“Ehrengraf’s debut grew out of a plot device; in the course of my writing the story, Martin Ehrengraf came into being. In his second appearance, (The Ehrengraf Presumption ), we see him more fully realized, tailoring his approach to the case to suit circumstances, and altering them to his purpose.”
The Ehrengraf Presumption: "Any client of Martin H. Ehrengraf is presumed by Ehrengraf to be innocent, which presumption is invariably confirmed in due course, the preconceptions of the client himself notwithstanding.” – Words to live by--Martin Ehrengraf, The Ehrengraf Presumtion
Ehrengraf's first story appeared in 1978, in Ellery Queen's Mystery Magazine. Ten stories were published through 2003, and now, after almost a decade, the dapper little lawyer is back (only in eBook form, and only for Kindle) in The Ehrengraf Settlement. All 11 Ehrengraf stories, exclusively eVailable as Kindle Select titles, are available singly or gathered up into the full-length eBook (click the title at the top). Martin Ehrengraf would no doubt find a way for you to buy them singly at a buck a piece, but Lawrence Block cornered Ehrengraf to make the entire collection available in one volume.
Back in 1994, when there were only eight stories, a small press collected them in a limited edition of Ehrengraf for the Defense. (That little volume commands $250 to $1250 on the collector market—if you can find it.) Edward D. Hoch, acknowledged master of short mystery fiction, wrote an appreciative introduction, and Lawrence Block added an afterword. Hoch's introduction is reprinted in the new enlarged eDition of the stories, and Block has updated his afterword.
Lawrence Block over the course of a career spanning from the late ‘50s through today, has created some of the most memorable characters in fiction.
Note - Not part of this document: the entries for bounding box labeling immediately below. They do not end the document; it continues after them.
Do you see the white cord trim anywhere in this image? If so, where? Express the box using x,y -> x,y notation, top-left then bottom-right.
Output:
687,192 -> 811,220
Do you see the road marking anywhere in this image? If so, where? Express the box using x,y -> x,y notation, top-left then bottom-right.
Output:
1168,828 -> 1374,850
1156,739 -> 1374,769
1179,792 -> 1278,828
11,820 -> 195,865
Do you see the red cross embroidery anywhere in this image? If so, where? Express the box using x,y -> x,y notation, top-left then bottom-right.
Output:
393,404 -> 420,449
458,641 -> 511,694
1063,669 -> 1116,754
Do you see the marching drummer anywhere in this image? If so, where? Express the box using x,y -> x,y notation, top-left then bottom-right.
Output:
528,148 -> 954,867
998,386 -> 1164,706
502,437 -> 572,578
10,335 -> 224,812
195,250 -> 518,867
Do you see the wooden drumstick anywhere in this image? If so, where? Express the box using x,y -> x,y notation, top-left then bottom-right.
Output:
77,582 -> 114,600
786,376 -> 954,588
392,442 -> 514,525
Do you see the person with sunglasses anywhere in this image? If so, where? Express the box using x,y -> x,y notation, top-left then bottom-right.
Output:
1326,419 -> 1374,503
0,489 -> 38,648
This includes Bernie Rhodenbarr, the deft burglar who preys on New York's wealthy and effortlessly relieves them of there valuables. The poor, as Bernie would be the first to tell you, alas, have nothing worth stealing.
Then there is Matthew Scudder, the melancholy, alcoholic shamus. Ex-cop and ex-husband Scudder is my all time favorite detective. Then there is Keller. Keller is your basic urban Lonely Guy. He makes a decent wage, lives in a nice apartment. Works the crossword puzzle. Watches a little TV. Until the phone rings and he packs a suitcase, gets on a plane, flies halfway across the country... and kills somebody.